Policja: musieliśmy znaleźć złoty środek

fot. TVN 24
fot. TVN 24

Policja wykazała się bardzo dużą kompetencją - ocenił premier Donald Tusk. Z kolei organizatorzy Marszu Niepodległości twierdzą, że służby porządkowe "działały nie do końca prawidłowo". - Działaliśmy tak, jak pozwalała na to sytuacja - komentuje Mariusz Sokołowski, rzecznik policji.

W opinii premiera, policja i Warszawa stanęli na wysokości zadania. - Chciałbym wyrazić najwyższe uznanie funkcjonariuszom policji. Policja wykazała się bardzo dużą kompetencją - ocenił premier.

Innego zdania są organizatorzy Marszu Niepodległości. - Sukces frekwencyjny przysłaniają te smutne wydarzenia, ale złożyło się na nie kilka czynników: prowokacje lewicowych ekstremistów, bandytyzm chuliganów, nieudolność sił porządkowych. Zdecydowaną odpowiedzialność za wczorajsze wydarzenia ponoszą obok chuliganów również środowiska lewicowych ekstremistów - zaznaczył Robert Winnicki, szef Młodzieży Wszechpolskiej.

Brutalna policja?

Część uczestników zajść oskarża policję o brutalne interwencje. W sieci można znaleźc bardzo dużo amatorskich filmików, które mają być dowodem na niewłaściwe działania funkcjonariuszy. Na jednym z filmów policjant po cywilnemu kopie leżącego, na innym oddział prewencji przypiera do muru grupę emerytów.

"Taka była taktyka"

- Dla jednych nasze działania były zbyt liberalne, dla innych brutalne. My musieliśmy znaleźć złoty środek – odpowiada Mariusz Sokołowski, rzecznik Komendy Głównej Policji.

Jak dodaje, policja działała w bardzo specyficznej sytuacji. – Na pl. Konstytucji były tysiące osób.
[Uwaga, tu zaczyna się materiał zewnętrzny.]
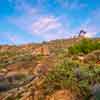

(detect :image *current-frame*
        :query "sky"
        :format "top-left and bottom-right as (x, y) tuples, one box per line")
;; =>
(0, 0), (100, 44)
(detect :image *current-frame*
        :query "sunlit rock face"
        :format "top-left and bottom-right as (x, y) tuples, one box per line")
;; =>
(46, 90), (75, 100)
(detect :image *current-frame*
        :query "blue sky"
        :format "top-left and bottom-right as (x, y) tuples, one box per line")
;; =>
(0, 0), (100, 44)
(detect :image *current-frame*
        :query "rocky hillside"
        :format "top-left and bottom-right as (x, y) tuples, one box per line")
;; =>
(0, 37), (100, 100)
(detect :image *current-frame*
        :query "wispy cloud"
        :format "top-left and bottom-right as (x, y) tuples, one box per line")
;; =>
(56, 0), (87, 10)
(8, 1), (70, 40)
(81, 9), (100, 37)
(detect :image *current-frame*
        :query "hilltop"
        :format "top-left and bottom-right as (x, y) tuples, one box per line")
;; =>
(0, 35), (100, 100)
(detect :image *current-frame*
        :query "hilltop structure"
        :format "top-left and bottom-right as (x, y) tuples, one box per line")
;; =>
(78, 30), (86, 37)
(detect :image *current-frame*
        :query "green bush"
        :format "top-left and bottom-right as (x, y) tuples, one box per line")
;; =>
(68, 39), (100, 54)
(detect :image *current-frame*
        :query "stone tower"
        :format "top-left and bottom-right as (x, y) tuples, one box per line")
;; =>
(41, 44), (50, 56)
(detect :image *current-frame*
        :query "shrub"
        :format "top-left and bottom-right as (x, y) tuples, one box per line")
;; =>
(69, 39), (100, 54)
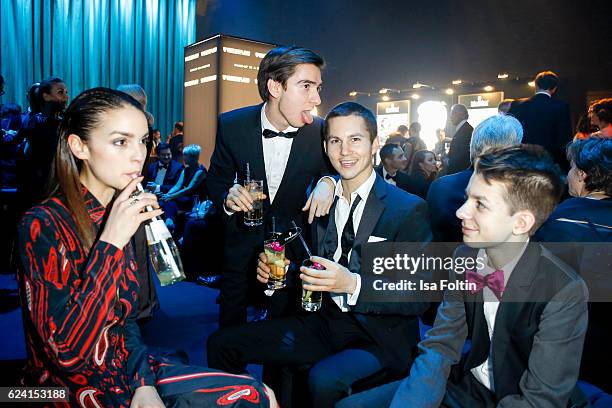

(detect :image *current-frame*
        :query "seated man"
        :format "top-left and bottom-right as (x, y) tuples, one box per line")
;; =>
(336, 145), (588, 408)
(208, 102), (431, 407)
(427, 115), (523, 242)
(145, 143), (183, 194)
(534, 136), (612, 398)
(159, 144), (206, 228)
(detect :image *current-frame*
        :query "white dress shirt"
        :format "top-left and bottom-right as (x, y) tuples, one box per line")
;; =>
(471, 240), (529, 391)
(330, 170), (376, 312)
(261, 103), (298, 204)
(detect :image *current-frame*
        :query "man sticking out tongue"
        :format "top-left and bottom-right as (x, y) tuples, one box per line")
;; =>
(207, 46), (335, 327)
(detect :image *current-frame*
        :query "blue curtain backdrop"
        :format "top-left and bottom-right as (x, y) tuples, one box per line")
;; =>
(0, 0), (196, 134)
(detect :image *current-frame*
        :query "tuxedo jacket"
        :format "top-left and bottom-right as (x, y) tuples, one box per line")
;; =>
(147, 160), (183, 193)
(446, 122), (474, 174)
(534, 197), (612, 393)
(427, 167), (473, 242)
(313, 175), (431, 374)
(508, 94), (572, 167)
(206, 105), (333, 259)
(392, 243), (588, 408)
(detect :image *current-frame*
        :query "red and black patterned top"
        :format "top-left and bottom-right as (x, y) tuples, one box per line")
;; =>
(19, 191), (155, 407)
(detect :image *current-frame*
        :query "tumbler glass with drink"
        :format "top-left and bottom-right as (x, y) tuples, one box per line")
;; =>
(293, 222), (325, 312)
(244, 180), (263, 227)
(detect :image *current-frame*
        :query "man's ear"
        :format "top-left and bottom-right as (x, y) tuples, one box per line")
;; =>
(267, 78), (284, 99)
(512, 210), (535, 235)
(68, 133), (89, 160)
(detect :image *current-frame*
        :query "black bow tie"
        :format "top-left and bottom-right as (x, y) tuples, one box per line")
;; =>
(263, 129), (297, 139)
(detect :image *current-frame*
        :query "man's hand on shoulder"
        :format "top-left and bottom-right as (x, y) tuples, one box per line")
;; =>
(300, 256), (357, 295)
(302, 177), (336, 224)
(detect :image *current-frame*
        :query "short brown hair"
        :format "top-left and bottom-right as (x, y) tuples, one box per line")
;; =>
(534, 71), (559, 91)
(474, 144), (563, 235)
(257, 46), (325, 102)
(589, 98), (612, 124)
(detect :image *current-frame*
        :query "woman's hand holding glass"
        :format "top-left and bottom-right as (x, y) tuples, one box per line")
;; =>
(100, 177), (163, 249)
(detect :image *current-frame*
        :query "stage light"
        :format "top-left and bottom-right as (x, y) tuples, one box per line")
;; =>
(412, 81), (433, 89)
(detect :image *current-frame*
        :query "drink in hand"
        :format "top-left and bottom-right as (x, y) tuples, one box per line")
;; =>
(264, 239), (286, 289)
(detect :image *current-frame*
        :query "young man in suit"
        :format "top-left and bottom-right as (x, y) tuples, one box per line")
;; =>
(446, 104), (474, 174)
(427, 114), (523, 242)
(207, 47), (334, 327)
(208, 102), (431, 407)
(375, 143), (411, 193)
(508, 71), (572, 168)
(146, 143), (183, 194)
(337, 145), (588, 408)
Tylko część z nich brała udział w zajściach, musieliśmy dać postronnym osobom czas na opuszczenie placu – wyjaśnia i dodaje, że taka była taktyka służb porządkowych, żeby m.in.: nie dać powodów do oskarżenia ich o prowakacje.

- Kiedy już oddzieliliśmy chuliganów od tłumy determinacji nam nie brakowało – dodaje. Zastrzega też, że na podsumowanie działań policji przyjdzie jeszcze czas. – Poczekajmy na wyniki kontroli, którą zlecił komendant główny – dodaje.

Policja sprawdza swoje działania

Kontrolerzy ze sztabu komendanta głównego policji analizują całość przedsięwzięcia i dokładny przebieg piątkowych wydarzeń. Jak wyjaśnił Sokołowski, jest to standardowa procedura w tego typu sytuacjach.

- Dzieje się tak w każdym przypadku, kiedy mamy do czynienia z działaniem pododdziałów zwartych policji, kiedy dochodzi do użycia środków przymusu bezpośredniego - armatek wodnych, gazu łzawiącego i siły fizycznej - powiedział rzecznik KGP.

Zamieszki podczas święta

Podczas obchodów Święta Niepodległości chuligani, niektórzy z zasłoniętymi twarzami, zdemolowali m.in. Plac Konstytucji. Obrzucali policjantów kostką brukową. Wyrywali betonowe płyty chodnikowe, uszkodzili kilkanaście pojazdów policyjnych, a także inne auta.

W wyniku starć z policją 40 funkcjonariuszy zostało lekko rannych. Do szpitali przewieziono 29 osób, które odniosły obrażenia. Zatrzymano 210 osób, w tym prawie połowa to obywatele Niemiec.